Regional Adversarial Training for Better Robust Generalization
This work addresses the challenge of improving adversarial robustness for machine learning models, particularly in security-critical applications, though it is incremental as it builds on standard adversarial training.
The paper tackles the problem of weak adversarial robust generalization in existing adversarial training methods by proposing Regional Adversarial Training (RAT), which improves robust generalization on test data by considering diverse perturbed points and using a distance-aware label smoothing mechanism.

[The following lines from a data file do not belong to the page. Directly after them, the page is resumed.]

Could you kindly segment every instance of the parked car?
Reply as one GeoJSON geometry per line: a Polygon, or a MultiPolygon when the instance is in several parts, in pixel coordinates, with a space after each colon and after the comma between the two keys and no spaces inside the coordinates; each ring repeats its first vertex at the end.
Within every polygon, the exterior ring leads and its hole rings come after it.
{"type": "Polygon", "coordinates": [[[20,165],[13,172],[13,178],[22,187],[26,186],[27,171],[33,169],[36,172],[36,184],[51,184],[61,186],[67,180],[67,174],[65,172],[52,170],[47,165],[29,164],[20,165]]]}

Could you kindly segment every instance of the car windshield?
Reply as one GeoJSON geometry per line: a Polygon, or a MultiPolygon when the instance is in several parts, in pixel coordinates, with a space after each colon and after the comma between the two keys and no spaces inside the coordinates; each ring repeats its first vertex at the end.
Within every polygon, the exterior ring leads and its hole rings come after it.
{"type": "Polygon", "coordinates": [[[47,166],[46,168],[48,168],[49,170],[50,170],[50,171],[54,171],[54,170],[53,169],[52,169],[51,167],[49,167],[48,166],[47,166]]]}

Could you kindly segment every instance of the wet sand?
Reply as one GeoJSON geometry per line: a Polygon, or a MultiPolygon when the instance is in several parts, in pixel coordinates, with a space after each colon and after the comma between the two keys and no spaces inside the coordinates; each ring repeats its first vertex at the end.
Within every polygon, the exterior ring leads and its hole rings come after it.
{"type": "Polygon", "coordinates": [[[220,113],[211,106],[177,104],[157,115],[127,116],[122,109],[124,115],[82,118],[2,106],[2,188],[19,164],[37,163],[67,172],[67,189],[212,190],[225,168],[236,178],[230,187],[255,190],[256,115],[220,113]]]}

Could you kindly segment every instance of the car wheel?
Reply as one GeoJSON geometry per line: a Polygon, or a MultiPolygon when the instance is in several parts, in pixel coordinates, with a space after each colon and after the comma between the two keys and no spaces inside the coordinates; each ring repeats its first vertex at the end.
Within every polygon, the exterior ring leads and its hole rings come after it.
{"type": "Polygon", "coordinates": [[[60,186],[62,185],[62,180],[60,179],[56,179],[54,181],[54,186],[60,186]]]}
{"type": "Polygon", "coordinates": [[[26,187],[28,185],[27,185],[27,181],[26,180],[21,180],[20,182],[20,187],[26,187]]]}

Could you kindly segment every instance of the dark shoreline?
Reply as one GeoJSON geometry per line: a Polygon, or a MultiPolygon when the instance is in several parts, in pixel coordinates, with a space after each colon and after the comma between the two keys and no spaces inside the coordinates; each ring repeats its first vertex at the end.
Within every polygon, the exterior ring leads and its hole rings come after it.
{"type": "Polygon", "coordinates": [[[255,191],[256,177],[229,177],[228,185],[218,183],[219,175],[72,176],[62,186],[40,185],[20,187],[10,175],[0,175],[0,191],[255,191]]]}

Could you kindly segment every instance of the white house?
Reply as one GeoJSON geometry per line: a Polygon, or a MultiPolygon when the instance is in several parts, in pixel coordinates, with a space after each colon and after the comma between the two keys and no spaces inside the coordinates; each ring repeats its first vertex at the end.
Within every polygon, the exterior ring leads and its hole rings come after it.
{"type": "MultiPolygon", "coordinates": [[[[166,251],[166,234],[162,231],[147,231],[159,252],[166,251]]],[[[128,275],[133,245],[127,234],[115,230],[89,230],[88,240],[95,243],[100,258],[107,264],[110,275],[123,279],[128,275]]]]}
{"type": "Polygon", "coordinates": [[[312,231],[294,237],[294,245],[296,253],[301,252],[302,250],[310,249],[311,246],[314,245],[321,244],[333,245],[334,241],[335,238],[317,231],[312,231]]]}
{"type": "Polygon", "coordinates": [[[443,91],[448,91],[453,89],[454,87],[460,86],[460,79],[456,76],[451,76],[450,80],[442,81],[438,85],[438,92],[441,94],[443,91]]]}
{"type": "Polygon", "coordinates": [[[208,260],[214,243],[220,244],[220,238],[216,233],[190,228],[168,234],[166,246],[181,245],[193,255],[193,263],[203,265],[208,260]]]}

Adversarial training (AT) has been demonstrated as one of the most promising defense methods against various adversarial attacks. To our knowledge, existing AT-based methods usually train with the locally most adversarial perturbed points and treat all the perturbed points equally, which may lead to considerably weaker adversarial robust generalization on test data. In this work, we introduce a new adversarial training framework that considers the diversity as well as characteristics of the perturbed points in the vicinity of benign samples. To realize the framework, we propose a Regional Adversarial Training (RAT) defense method that first utilizes the attack path generated by the typical iterative attack method of projected gradient descent (PGD), and constructs an adversarial region based on the attack path. Then, RAT samples diverse perturbed training points efficiently inside this region, and utilizes a distance-aware label smoothing mechanism to capture our intuition that perturbed points at different locations should have different impact on the model performance. Extensive experiments on several benchmark datasets show that RAT consistently makes significant improvement on standard adversarial training (SAT), and exhibits better robust generalization.